In the past few days, the kilometer-long protest march has grown in size. According to estimates by the Israeli broadcaster Channel 13, more than 70,000 people took part on Saturday. Your plan is therefore to spend Sunday night in front of Parliament. Rallies with thousands of people were also planned in other cities in Israel in the evening.

On Sunday morning, Israel's right-wing religious government intends to present a core element of its plans to weaken the judiciary to parliamentarians. However, the final passage of the controversial law is not expected before Monday afternoon.

Resistance in the military is increasing

For more than six months, the project has divided large sections of Israeli society. Thousands regularly take to the streets. Recently, resistance within the military has also increased.

According to media reports in Herzliya, more than 10,000 reservists would no longer be on duty if the government's controversial judicial restructuring were not stopped. According to the reports, this could significantly affect the operational readiness of the military. The military initially declined to comment.

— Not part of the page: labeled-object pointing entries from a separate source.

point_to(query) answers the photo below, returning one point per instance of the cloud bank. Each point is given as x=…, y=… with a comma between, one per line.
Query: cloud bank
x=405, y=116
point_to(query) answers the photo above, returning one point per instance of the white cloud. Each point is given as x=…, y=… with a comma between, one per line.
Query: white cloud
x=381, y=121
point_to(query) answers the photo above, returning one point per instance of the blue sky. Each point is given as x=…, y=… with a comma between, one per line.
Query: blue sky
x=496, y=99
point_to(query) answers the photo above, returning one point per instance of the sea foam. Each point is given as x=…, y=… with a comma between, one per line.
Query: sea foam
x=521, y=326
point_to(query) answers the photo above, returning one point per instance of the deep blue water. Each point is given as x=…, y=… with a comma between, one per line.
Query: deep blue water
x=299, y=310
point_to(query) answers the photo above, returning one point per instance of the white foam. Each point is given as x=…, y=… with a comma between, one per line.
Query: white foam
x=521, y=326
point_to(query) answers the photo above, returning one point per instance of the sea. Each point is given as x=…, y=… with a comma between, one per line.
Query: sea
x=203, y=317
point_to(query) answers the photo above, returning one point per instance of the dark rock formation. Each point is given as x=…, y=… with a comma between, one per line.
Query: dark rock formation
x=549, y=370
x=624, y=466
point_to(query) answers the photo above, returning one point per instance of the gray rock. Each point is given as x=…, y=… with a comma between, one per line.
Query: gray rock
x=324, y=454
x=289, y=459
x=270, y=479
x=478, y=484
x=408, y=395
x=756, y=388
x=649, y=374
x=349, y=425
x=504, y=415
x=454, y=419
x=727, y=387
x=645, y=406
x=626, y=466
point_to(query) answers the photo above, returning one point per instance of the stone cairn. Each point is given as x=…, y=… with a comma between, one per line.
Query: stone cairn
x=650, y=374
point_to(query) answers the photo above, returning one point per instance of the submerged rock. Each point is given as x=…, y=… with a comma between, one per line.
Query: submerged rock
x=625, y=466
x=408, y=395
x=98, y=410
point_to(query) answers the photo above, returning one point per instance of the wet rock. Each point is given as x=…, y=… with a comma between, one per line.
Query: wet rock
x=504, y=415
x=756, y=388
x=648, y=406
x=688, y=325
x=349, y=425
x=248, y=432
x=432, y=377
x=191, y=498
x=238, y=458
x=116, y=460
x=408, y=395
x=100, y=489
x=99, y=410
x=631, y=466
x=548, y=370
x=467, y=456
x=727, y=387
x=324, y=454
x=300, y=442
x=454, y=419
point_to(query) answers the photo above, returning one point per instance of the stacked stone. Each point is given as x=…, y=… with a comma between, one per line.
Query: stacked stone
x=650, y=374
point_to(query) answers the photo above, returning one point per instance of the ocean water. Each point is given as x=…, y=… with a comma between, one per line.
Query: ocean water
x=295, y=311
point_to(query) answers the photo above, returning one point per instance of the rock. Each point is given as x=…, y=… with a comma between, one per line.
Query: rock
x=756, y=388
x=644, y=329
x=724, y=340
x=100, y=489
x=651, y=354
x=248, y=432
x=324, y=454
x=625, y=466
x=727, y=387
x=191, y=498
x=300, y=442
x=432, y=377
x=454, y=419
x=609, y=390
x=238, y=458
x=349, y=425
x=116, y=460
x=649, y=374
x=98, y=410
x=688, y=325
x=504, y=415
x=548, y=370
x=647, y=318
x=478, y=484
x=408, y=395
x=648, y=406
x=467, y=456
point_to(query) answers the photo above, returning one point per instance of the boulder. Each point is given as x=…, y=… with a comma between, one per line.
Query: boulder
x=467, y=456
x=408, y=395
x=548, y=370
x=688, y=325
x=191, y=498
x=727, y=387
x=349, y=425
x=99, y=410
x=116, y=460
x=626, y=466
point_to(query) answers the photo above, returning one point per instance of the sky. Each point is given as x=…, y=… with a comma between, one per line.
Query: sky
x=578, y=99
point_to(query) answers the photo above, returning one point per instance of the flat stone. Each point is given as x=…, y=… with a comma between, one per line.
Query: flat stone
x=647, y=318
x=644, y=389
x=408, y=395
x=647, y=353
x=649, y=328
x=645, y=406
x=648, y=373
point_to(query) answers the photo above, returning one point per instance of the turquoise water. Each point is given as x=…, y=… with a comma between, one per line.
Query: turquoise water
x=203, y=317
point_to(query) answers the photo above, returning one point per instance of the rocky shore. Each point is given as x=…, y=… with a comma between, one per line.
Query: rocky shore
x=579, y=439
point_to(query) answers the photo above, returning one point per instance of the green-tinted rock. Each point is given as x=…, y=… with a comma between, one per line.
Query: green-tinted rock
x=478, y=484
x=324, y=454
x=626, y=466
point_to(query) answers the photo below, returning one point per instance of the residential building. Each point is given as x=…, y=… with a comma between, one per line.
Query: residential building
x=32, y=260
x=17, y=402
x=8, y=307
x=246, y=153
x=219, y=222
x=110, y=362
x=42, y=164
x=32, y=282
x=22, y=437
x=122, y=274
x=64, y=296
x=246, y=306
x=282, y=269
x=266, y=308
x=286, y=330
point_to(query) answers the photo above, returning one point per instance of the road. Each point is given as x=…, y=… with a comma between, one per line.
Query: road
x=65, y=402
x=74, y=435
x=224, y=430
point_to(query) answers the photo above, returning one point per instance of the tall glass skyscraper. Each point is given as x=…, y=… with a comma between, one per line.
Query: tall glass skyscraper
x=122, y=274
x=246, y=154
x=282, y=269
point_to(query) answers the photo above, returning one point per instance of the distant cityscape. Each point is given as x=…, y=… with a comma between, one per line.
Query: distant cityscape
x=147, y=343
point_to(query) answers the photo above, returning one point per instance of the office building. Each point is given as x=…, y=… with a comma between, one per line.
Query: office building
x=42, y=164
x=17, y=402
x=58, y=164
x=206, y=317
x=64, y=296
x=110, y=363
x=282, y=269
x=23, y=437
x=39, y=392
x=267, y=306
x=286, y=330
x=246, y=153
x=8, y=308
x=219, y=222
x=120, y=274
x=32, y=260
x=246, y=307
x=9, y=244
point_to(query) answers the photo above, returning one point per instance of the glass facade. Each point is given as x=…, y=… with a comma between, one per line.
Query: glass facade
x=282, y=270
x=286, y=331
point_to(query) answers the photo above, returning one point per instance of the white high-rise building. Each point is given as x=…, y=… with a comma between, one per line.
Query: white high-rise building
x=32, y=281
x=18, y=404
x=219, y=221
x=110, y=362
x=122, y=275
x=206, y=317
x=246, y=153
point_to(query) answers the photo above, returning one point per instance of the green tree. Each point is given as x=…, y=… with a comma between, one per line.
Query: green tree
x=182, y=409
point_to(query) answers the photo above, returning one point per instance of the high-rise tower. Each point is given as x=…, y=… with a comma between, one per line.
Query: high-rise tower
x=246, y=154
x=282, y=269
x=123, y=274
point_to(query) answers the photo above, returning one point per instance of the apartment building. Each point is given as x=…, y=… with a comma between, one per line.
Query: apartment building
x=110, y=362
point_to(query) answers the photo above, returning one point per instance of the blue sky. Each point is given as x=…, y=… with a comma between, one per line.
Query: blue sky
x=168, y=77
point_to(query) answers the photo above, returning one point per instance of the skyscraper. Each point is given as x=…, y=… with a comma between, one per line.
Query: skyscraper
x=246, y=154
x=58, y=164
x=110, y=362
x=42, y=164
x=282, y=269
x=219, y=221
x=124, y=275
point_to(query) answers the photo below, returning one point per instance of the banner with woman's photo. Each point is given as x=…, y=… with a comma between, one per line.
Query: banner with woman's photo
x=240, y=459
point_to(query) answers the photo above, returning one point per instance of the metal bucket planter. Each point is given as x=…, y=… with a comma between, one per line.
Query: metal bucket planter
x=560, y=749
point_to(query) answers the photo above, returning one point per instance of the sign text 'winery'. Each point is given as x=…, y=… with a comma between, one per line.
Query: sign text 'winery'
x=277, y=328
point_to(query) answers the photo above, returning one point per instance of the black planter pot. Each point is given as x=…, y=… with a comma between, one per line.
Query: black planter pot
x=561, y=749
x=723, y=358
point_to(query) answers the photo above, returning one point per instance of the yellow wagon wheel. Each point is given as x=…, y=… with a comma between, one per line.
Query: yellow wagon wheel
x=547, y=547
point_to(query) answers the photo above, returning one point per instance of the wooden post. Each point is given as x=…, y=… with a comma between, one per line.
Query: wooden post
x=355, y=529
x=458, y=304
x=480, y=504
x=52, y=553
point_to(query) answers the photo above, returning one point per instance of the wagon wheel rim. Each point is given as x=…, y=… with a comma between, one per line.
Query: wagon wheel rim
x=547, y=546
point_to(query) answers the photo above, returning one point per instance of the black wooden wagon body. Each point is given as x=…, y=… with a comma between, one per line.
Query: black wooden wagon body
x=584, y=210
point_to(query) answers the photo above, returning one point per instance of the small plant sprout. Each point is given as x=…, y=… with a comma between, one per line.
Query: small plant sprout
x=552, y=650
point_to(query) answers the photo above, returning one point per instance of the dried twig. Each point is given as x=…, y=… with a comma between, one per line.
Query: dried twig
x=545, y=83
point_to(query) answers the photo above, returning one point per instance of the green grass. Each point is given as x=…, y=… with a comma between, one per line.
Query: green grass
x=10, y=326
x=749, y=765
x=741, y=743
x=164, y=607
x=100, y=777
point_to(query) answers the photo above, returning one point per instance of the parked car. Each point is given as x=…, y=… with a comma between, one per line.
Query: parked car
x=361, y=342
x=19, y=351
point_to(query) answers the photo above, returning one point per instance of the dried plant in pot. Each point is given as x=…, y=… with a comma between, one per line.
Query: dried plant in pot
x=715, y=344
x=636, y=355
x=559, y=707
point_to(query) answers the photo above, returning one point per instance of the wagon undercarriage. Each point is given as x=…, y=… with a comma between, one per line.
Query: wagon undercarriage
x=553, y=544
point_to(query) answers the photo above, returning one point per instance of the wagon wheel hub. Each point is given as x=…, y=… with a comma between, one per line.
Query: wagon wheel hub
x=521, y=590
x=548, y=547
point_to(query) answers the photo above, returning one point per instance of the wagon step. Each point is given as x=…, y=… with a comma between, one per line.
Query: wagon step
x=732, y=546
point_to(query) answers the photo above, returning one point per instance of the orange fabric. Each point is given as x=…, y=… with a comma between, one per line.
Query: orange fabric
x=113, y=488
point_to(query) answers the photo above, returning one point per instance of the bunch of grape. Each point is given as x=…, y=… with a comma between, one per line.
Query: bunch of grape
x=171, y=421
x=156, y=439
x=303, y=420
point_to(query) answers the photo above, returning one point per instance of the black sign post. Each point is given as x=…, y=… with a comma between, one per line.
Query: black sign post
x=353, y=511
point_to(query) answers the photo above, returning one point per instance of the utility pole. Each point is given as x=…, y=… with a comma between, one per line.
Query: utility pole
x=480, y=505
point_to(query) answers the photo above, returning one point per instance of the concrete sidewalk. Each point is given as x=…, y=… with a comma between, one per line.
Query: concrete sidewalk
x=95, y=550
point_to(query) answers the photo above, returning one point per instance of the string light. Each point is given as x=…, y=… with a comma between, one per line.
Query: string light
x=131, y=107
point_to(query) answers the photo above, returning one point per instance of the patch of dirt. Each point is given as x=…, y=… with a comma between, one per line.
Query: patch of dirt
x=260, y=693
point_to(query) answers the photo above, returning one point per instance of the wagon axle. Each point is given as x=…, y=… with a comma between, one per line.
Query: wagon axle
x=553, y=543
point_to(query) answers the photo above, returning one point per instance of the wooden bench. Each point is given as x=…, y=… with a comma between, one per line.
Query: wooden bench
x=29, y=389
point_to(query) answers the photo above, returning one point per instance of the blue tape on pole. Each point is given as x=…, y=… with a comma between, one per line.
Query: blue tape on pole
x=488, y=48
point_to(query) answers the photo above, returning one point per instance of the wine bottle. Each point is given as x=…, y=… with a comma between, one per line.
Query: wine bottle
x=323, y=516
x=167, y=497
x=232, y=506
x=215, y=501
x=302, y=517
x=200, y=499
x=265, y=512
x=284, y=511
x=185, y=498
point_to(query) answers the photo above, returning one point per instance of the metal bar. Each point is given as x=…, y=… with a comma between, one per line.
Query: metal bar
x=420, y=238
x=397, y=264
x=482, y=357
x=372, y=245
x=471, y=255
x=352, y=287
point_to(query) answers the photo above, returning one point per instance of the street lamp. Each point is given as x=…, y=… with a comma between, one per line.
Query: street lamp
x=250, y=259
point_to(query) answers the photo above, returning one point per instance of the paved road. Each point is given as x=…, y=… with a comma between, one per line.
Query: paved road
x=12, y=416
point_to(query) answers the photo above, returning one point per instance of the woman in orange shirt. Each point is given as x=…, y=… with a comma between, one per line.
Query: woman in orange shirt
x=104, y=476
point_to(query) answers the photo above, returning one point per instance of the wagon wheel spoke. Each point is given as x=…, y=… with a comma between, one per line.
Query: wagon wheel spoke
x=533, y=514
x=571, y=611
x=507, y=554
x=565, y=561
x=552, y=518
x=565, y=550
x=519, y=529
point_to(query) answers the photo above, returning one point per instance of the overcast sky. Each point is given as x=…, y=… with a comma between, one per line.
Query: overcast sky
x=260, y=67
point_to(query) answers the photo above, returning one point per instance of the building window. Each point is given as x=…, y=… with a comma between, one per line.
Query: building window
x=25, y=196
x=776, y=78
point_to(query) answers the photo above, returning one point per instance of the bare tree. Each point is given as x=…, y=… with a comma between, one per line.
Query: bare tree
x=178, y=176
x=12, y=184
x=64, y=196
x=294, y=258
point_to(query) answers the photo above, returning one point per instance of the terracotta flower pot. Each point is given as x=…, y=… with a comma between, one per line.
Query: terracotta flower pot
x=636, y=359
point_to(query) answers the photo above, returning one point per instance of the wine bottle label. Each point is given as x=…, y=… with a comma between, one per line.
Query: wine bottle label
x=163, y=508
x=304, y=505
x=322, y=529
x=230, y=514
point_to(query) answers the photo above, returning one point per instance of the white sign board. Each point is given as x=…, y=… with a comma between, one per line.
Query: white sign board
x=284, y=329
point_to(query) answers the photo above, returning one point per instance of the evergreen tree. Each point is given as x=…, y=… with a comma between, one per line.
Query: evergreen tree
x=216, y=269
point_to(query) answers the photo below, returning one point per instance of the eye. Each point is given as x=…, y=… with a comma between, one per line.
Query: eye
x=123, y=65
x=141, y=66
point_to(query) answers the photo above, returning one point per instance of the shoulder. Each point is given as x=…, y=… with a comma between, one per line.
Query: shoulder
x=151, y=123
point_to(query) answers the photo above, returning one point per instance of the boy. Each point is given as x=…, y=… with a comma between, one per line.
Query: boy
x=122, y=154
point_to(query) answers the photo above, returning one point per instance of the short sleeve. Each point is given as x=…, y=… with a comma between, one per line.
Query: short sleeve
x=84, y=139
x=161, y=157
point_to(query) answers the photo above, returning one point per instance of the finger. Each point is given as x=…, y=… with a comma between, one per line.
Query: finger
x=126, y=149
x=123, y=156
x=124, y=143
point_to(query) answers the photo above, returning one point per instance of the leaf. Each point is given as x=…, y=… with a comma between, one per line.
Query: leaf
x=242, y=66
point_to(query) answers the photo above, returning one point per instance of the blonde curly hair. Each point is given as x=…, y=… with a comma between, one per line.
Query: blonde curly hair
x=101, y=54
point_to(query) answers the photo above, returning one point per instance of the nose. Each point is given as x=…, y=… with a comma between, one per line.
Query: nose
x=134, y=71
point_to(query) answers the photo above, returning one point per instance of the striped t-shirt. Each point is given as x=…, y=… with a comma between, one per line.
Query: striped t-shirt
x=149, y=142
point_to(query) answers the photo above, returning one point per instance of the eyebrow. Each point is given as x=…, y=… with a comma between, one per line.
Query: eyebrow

On Friday, more than 1,000 Air Force reservists had already threatened to refuse service. Defense Minister Joav Galant then announced that he was trying to reach a "consensus". According to media reports, he should try to postpone the planned vote.

More than 100 senior ex-security chiefs in the country also sent a letter to Prime Minister Benjamin Netanyahu expressing their support for the possible draft evaders and calling on him to stop the legislation. Netanyahu is "personally responsible for the serious damage inflicted on Israel's military and security," the letter said.

Critics see a danger to democracy

Negotiations on a compromise have so far been unsuccessful. According to media reports, efforts should continue in the background. The law is part of a larger package that critics see as a threat to Israel's democracy.

The country's highest court should no longer be able to judge a decision by the government or individual ministers as "inappropriate". Critics fear that this will encourage corruption and thus the arbitrary filling of important posts and layoffs. The Netanyahu government, on the other hand, accuses the judiciary of interfering too much in political decisions.